Mail Archives: djgpp/2006/12/02/03:47:31
On Fri, 1 Dec 2006 03:14:01 -0800 in comp.os.msdos.djgpp, "Alexei A.
Frounze" <alexfru AT chat DOT ru> wrote:
>Alexei A. Frounze wrote:
>> Alexei A. Frounze wrote:
>>> Brian Inglis wrote:
>>>> fOn Wed, 29 Nov 2006 11:34:38 -0500 in comp.os.msdos.djgpp, DJ
>>>> Delorie <dj AT delorie DOT com> wrote:
>>>>
>>>>>
>>>>>> This function indicates if STRING matches the PATTERN. ..."
>>>>>>
>>>>>> So DJGPP says that "\" doesn't match "\\" while Linux says it
>>>>>> does. Well, I say DJGPP is right as the pattern says there should be
>>>>>> two
>>>>>> backslashes and you only provide one.
>>>>>
>>>>> Except that PATTERN is a regex influenced by FNM_NOESCAPE and
>>>>> FNM_PATHNAME, and STRING isn't. So a pattern of "\\" is a single
>>>>> escaped backslash, whereas a string of "\" is a single backslash.
>>>>> They should match.
>>>>
>>>> switch ((c = *pattern++))
>>>> {
>>>> ...
>>>> ...
>>>> ...
>>>> case '\\':
>>>> /*+++ pattern already post-incremented to point to next char */
>>>> if (!(flags & FNM_NOESCAPE) && pattern[1] && strchr("*?[\\",
>>>> pattern[1]))
>>>> /*+++ should be:
>>>> if (!(flags & FNM_NOESCAPE) && strchr("*?[\\", *pattern))
>>>> *+++ as end of input pattern will match end char in escapes string
>>>> */ {
>>>> /*+++ end of input pattern might be clearer with ! or == '\0' */
>>>> if ((c = *pattern++) == 0)
>>>> {
>>>> c = '\\';
>>>> --pattern;
>>>> }
>>>> if (c != *string++)
>>>> return FNM_NOMATCH;
>>>> break;
>>>> }
>>>
>>> I don't think the above is enough. There's another problem. With the
>>> above code you'd never see (c = *pattern++) == 0. My bet is that the
>>> intent was to treat the slash in the last character of pattern as an
>>> ordinary character. That would explain the {c = '\\'; --pattern;}
>>> thing along with the fallthrough behavior. But the code is broken in
>>> this place. Dunno if it was tested against the single unix spec or
>>> just a little bit to see that it seems to work (in some basic cases).
>>
>> One more thing to consider, closing bracket as first character in the
>> list/range inside the bracket expression:
>> fnmatch("[]]", "]", 0) must return 0, doesn't
>> fnmatch("[!]]", "]", 0) must return 1, does (by luck)

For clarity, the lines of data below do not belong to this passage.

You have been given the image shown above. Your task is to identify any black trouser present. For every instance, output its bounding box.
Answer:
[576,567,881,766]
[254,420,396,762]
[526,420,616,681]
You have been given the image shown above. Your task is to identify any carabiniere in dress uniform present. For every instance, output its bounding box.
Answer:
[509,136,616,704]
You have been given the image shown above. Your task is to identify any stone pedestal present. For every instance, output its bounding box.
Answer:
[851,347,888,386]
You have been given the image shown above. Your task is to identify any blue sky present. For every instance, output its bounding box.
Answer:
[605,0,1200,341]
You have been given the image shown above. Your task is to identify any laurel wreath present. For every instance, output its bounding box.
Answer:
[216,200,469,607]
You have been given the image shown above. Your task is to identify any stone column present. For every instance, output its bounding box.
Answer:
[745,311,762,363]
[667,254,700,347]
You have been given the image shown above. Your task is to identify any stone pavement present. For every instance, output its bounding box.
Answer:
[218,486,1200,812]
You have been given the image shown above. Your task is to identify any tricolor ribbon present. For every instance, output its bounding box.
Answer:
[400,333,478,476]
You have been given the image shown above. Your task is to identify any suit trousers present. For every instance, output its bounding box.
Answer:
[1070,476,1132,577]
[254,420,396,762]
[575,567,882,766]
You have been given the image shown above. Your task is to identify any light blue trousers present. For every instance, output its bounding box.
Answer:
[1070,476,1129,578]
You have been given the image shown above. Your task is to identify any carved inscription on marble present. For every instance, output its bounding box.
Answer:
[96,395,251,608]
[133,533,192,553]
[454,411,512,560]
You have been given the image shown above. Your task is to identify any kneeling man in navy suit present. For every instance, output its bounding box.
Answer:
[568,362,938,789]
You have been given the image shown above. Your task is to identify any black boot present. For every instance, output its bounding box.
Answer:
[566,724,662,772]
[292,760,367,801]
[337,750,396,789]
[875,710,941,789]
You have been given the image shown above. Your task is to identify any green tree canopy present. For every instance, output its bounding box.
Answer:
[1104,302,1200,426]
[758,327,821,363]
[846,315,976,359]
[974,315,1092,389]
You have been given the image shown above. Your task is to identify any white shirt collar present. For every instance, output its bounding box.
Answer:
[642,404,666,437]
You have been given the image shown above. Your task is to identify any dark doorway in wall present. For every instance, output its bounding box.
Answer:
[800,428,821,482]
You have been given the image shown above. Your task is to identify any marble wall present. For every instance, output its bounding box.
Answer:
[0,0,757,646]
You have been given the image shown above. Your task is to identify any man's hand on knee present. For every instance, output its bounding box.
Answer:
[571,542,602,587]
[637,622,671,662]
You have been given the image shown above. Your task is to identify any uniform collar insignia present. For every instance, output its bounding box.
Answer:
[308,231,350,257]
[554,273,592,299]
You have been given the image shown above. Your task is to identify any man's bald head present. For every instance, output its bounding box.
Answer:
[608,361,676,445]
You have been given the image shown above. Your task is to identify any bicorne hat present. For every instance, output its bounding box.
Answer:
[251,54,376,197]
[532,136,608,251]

>> fnmatch("[!]]", "a", 0) must return 0, doesn't
>>
>> And one more, which seems to be partially wrong even in that same RH9
>> linux distro:
>> fnmatch("\ab\c","abc",0) must return 0, does in linux, doesn't in
>> DJGPP fnmatch("\[abc\]","[abc]",0) must return 0, doesn't in both
>> linux and DJGPP -- the spec doesn't make an exception for the escaped
>> opening
>> bracket, \[ when describes the escaping option. Dunno, maybe it would
>> be wise not to escape the bracket, but other characters should be
>> made escapable w/o a problem.
>
>Actually, I was wrong about linux failing fnmatch("\[abc\]","[abc]",0)==0 --
>I didn't put quotation marks around arguments to fnmatch that were passed to
>it from the command line and therefore fnmatch wasn't comparing the same
>thing (shell stripped some stuff). So, the above two things are only wrong
>in DJGPP.
>
>> Alex
>> P.S. all the details obtained from fnmatch()'s description in The
>> Single Unix Specification V3 2004 issue 6.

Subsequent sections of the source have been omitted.